Reducing Synchronous Data Replication

By default, multinode Amazon Redshift configurations automatically store redundant copies of table data on other nodes in the same cluster, so we can tolerate multiple disk and node failures. As with all synchronous data replication, some overhead is associated with the process. For temporary tables, this replication process doesn’t occur because the system makes the assumption that the data is truly transient. Additionally, blocks associated with temporary tables don’t count toward the threshold which triggers automated backups. Thus, by using temporary tables for truly transient data we can also avoid triggering backup processes and improve the rate at which the automated backup processes complete—just as we did with the BACKUP NO option.

Because temporary table data is not mirrored, the transactions that commit temporary table data are less expensive than those that commit permanent table data. This functionality means you can significantly reduce cluster overhead by using temporary tables where they are appropriate. Examples include scenarios where table data only needs to be accessible for a single session and is truly transient in nature.

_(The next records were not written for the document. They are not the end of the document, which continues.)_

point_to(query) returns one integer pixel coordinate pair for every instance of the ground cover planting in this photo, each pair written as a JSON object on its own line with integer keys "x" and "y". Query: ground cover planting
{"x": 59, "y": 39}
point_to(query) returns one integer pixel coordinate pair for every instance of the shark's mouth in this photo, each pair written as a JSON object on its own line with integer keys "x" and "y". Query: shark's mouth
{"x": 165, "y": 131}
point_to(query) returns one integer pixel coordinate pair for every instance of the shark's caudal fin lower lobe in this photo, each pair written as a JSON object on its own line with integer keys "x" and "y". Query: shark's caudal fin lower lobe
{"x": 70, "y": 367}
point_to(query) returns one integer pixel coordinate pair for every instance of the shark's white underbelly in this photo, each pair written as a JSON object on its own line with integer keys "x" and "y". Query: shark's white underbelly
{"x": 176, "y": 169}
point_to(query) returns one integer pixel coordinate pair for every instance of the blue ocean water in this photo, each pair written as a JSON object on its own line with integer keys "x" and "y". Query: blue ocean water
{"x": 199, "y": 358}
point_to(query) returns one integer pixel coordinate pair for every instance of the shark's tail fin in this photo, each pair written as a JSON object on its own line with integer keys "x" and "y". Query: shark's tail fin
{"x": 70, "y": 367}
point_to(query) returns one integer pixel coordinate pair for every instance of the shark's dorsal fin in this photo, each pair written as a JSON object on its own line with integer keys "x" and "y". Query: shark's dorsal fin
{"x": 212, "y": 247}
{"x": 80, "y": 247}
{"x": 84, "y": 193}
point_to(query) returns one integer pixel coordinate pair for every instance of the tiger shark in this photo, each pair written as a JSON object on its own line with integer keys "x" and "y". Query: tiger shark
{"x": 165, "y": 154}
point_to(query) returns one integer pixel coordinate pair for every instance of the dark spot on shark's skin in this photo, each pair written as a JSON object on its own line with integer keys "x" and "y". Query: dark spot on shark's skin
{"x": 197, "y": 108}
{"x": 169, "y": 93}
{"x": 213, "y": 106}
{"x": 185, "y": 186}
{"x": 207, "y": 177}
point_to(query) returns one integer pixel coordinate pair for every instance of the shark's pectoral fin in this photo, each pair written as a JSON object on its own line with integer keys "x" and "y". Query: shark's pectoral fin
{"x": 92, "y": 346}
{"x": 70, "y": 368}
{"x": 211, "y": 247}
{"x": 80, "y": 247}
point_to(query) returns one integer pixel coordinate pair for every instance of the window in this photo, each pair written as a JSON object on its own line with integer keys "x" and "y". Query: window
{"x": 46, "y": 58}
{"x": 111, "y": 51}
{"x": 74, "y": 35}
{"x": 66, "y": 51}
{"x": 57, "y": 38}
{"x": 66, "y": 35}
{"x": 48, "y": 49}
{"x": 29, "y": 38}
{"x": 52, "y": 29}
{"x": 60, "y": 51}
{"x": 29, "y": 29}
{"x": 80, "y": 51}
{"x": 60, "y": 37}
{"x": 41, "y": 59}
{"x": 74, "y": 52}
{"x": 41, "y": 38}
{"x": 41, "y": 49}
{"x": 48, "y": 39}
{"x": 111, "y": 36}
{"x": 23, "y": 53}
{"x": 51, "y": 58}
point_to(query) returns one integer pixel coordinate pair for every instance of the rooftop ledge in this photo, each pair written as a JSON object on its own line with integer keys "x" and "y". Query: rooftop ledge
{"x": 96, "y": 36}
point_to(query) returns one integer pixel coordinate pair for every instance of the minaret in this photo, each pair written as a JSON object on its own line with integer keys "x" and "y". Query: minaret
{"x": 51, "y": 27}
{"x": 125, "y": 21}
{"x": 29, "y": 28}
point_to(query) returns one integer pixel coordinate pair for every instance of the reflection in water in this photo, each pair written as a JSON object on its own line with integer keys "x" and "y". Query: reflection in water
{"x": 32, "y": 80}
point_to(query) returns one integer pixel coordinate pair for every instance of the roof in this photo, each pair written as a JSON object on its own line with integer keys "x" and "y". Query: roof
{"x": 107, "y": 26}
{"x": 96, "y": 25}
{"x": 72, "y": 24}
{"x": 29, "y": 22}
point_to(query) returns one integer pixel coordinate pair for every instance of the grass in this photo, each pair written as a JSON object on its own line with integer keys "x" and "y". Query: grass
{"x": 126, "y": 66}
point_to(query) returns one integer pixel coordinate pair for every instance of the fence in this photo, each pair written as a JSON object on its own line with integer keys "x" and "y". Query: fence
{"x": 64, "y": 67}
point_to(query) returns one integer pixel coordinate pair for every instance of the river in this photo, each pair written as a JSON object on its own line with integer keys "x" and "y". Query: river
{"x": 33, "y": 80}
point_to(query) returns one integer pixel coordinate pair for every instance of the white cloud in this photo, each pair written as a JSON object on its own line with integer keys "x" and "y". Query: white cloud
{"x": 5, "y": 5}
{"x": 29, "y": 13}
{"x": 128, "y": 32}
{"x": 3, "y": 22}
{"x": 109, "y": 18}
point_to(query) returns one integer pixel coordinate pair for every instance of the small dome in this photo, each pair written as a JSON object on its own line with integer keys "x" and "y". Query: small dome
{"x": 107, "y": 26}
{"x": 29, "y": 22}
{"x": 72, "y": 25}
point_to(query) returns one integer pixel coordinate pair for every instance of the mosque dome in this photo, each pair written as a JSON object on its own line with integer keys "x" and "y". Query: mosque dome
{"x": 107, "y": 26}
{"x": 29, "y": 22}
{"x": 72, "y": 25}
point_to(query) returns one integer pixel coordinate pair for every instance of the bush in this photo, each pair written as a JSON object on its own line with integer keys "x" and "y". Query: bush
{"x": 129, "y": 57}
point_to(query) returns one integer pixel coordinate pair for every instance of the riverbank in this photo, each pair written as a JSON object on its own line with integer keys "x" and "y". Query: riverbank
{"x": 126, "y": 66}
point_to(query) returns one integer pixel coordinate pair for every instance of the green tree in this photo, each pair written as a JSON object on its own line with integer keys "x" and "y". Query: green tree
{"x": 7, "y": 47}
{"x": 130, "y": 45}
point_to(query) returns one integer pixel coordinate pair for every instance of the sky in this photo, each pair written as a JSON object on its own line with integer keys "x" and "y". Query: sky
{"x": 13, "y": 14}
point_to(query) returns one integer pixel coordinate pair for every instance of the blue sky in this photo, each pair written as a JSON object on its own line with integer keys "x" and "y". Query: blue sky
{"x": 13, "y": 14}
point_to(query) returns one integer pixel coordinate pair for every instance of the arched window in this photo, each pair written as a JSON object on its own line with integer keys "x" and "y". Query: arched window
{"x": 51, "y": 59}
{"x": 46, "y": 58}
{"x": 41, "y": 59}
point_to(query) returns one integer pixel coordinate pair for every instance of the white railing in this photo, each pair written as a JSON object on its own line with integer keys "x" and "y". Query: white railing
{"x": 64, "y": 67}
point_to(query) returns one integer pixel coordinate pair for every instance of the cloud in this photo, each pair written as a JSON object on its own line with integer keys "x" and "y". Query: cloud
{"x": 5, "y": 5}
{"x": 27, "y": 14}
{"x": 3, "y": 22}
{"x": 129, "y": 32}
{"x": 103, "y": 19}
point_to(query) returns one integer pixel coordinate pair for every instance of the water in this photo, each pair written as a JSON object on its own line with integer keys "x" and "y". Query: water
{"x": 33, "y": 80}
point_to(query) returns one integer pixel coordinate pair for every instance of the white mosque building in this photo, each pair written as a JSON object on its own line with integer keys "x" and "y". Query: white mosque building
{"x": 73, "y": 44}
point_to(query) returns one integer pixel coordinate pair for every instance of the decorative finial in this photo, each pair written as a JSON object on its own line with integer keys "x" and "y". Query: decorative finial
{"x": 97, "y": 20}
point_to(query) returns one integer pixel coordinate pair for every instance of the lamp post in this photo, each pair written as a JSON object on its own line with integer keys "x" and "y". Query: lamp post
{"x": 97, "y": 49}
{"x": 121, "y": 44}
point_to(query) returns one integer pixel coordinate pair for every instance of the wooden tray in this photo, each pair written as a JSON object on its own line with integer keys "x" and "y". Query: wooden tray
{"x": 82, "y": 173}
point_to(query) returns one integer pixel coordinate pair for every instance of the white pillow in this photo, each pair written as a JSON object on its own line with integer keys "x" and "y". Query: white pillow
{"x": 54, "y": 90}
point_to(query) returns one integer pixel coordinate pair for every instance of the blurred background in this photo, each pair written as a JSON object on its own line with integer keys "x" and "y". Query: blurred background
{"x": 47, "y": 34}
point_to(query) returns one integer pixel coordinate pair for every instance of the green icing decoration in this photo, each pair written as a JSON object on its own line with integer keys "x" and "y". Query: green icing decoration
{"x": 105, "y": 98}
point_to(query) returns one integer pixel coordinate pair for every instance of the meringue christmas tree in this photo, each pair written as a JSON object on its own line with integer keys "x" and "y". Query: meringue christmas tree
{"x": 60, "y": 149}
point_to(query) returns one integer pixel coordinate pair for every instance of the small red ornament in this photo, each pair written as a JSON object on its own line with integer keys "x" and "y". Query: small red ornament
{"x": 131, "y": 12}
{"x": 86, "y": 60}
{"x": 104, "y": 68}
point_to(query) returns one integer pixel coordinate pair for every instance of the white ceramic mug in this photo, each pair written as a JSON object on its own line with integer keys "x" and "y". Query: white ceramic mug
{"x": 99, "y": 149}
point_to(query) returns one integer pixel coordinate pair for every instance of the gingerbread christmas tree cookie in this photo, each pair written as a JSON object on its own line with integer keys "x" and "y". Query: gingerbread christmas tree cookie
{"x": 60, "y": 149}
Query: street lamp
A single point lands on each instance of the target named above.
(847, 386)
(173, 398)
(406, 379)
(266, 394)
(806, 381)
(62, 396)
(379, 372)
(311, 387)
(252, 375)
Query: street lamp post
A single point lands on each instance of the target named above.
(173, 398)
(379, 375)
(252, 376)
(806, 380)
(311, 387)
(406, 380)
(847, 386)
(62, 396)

You can identify the tables in a cluster that are currently using either of these table properties by using this query:

SELECT DISTINCT id, name, temp, backup 
FROM stv_tbl_perm 
WHERE backup=0 ORDER BY 1;

Next Steps

Depending on your unique data durability and retention requirements, these options might not be appropriate for you—and that’s okay. Out of the topics we’ve discussed throughout this blog series, these particular optimizations result in the least significant overall improvement to cluster performance. However, in an environment that is being optimized from top to bottom, this is the final table design concept you can use for a performance gain.